Right now the city relies on a millage tax that puts money toward repairing a long lists of problem streets and drainage areas that have gone unfunded for years.
One in major need of repair is a deep ditch right outside of Dorothy Redmon's home. She described the moment she tripped over a tree and inside the ditch.
"I fell backwards and hit the back of my head," Redmon said. "It's very dangerous, I have my nieces and nephews and they come over there and they play, they like to jump over the ditch."
The deep concrete borders are supposed to help with drainage along Adams Street, but Redmon says, it does the opposite.
"One time it flooded out the sewage got stopped up, everything in our house got backed up and our yard was full of sewage" said Redmon.
Redmon told KARK she and children have fallen in the ditch and suffered from flooding, all within the past three years.
"Those get to your heart" said Public Works Director Steve Beck.
Beck says the city wants to repair the cracks and the ditches, but there is a long list of people who've been waiting for years.
Beck said, "A list been around for a while, in excess of $700 million. It could be bigger than that."
At Tuesday's board of director's meeting, the board agreed to add a proposal to hold a special election to continue a millage tax that's been funding source they've relied on since 1958.

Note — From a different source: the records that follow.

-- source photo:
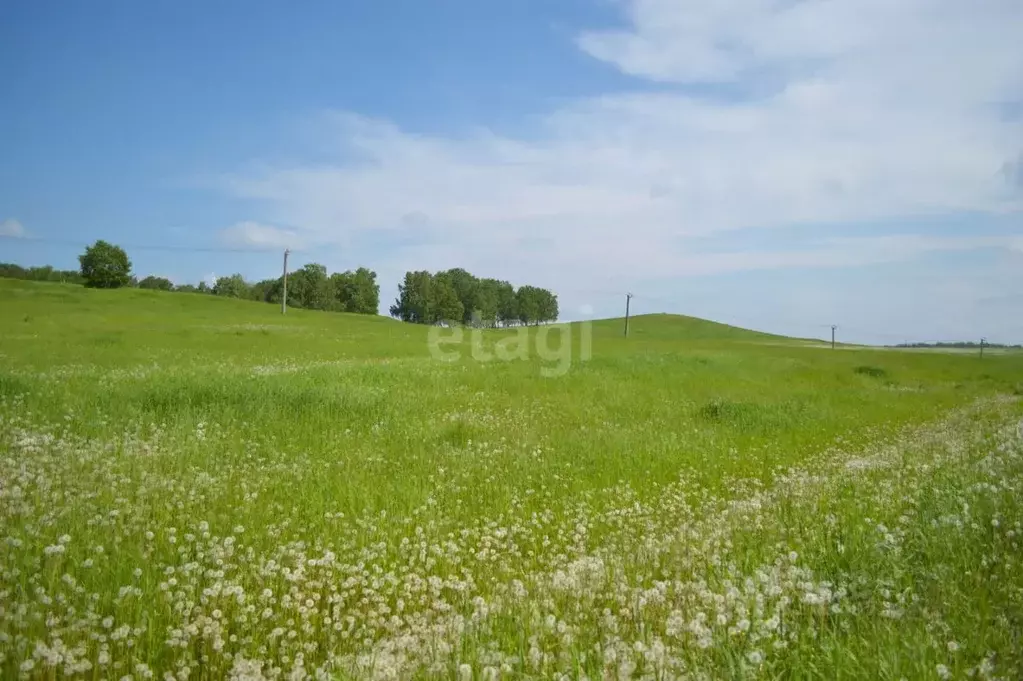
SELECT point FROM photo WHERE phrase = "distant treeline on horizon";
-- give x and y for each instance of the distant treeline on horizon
(452, 296)
(958, 344)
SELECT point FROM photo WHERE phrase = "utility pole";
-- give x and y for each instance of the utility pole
(628, 297)
(283, 296)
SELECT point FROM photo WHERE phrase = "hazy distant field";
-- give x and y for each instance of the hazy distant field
(198, 488)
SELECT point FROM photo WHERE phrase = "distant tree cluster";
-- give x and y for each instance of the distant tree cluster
(44, 273)
(457, 297)
(963, 345)
(310, 287)
(104, 265)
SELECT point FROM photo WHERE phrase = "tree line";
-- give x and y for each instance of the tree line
(453, 297)
(457, 297)
(104, 265)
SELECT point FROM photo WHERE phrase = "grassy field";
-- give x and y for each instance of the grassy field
(199, 488)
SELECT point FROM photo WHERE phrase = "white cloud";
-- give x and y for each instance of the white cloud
(256, 235)
(847, 111)
(11, 227)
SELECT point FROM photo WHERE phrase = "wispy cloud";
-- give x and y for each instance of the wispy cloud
(821, 115)
(11, 227)
(256, 235)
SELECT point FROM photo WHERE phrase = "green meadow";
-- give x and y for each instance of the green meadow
(194, 487)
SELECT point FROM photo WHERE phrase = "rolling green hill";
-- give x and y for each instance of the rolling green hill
(377, 499)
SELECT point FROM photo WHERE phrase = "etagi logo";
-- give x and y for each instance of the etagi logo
(551, 344)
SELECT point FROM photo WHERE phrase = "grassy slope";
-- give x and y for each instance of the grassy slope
(327, 413)
(679, 392)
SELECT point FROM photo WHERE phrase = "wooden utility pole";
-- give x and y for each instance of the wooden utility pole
(283, 296)
(628, 297)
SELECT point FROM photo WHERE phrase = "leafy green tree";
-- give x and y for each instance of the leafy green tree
(267, 290)
(309, 287)
(412, 304)
(104, 266)
(488, 298)
(529, 300)
(232, 286)
(158, 283)
(548, 306)
(444, 303)
(507, 304)
(356, 291)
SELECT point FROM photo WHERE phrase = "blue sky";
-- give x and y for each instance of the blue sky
(782, 166)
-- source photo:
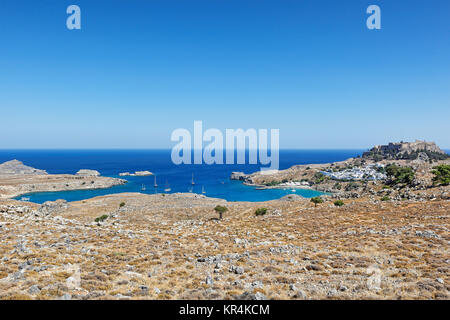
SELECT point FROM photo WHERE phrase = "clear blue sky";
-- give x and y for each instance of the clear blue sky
(139, 69)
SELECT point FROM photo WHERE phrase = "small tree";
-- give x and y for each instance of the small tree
(441, 174)
(220, 210)
(261, 211)
(316, 200)
(101, 218)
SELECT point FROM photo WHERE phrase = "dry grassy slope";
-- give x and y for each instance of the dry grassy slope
(165, 247)
(15, 185)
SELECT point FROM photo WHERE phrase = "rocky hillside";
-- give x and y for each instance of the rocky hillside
(407, 151)
(14, 167)
(135, 246)
(17, 179)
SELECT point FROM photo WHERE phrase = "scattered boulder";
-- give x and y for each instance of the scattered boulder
(88, 173)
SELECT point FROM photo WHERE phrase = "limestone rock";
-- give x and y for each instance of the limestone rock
(88, 173)
(15, 167)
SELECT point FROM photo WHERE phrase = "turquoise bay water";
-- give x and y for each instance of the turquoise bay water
(213, 179)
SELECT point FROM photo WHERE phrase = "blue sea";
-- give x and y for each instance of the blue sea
(213, 179)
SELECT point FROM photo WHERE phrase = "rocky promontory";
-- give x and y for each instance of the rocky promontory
(17, 179)
(14, 167)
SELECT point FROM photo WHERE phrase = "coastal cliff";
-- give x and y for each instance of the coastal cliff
(17, 179)
(373, 174)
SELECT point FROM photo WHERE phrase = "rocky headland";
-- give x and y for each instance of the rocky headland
(135, 246)
(383, 234)
(395, 171)
(17, 179)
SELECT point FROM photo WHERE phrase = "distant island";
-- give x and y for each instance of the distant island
(17, 179)
(380, 233)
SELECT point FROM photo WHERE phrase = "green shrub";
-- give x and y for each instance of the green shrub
(316, 200)
(261, 211)
(101, 218)
(272, 183)
(441, 174)
(339, 203)
(220, 210)
(400, 175)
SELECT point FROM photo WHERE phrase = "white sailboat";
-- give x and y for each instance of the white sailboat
(167, 189)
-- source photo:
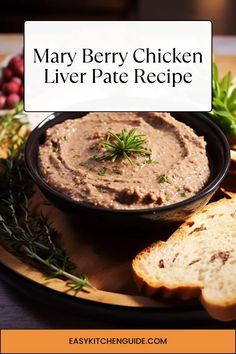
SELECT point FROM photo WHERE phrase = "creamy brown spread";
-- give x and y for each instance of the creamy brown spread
(177, 169)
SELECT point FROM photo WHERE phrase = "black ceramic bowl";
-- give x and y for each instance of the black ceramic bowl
(218, 154)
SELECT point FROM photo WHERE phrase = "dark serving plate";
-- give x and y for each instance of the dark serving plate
(218, 154)
(180, 317)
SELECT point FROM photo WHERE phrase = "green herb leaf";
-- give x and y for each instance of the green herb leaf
(224, 102)
(164, 179)
(30, 236)
(123, 145)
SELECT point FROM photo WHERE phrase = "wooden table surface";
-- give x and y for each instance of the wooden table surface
(20, 311)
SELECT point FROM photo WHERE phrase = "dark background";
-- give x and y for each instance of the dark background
(221, 12)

It would add another $105 million to the public works pot over a 15 year period. Redmon hopes one day soon the money will make it's way to her street.
"I want to see the city cover it up. I wanted it covered when we first moved here," she said.
A portion of the increased sales tax goes to help public works, but it will only cover about 10 percent of the projects.
Right now taxpayers pay 3.3 mill and the board is discussing dropping it to 3 mill.
The change means, if your home is $100,000 , you'd see an average $6 in savings each year. City directors will vote on the special election at their next meeting, July 3rd.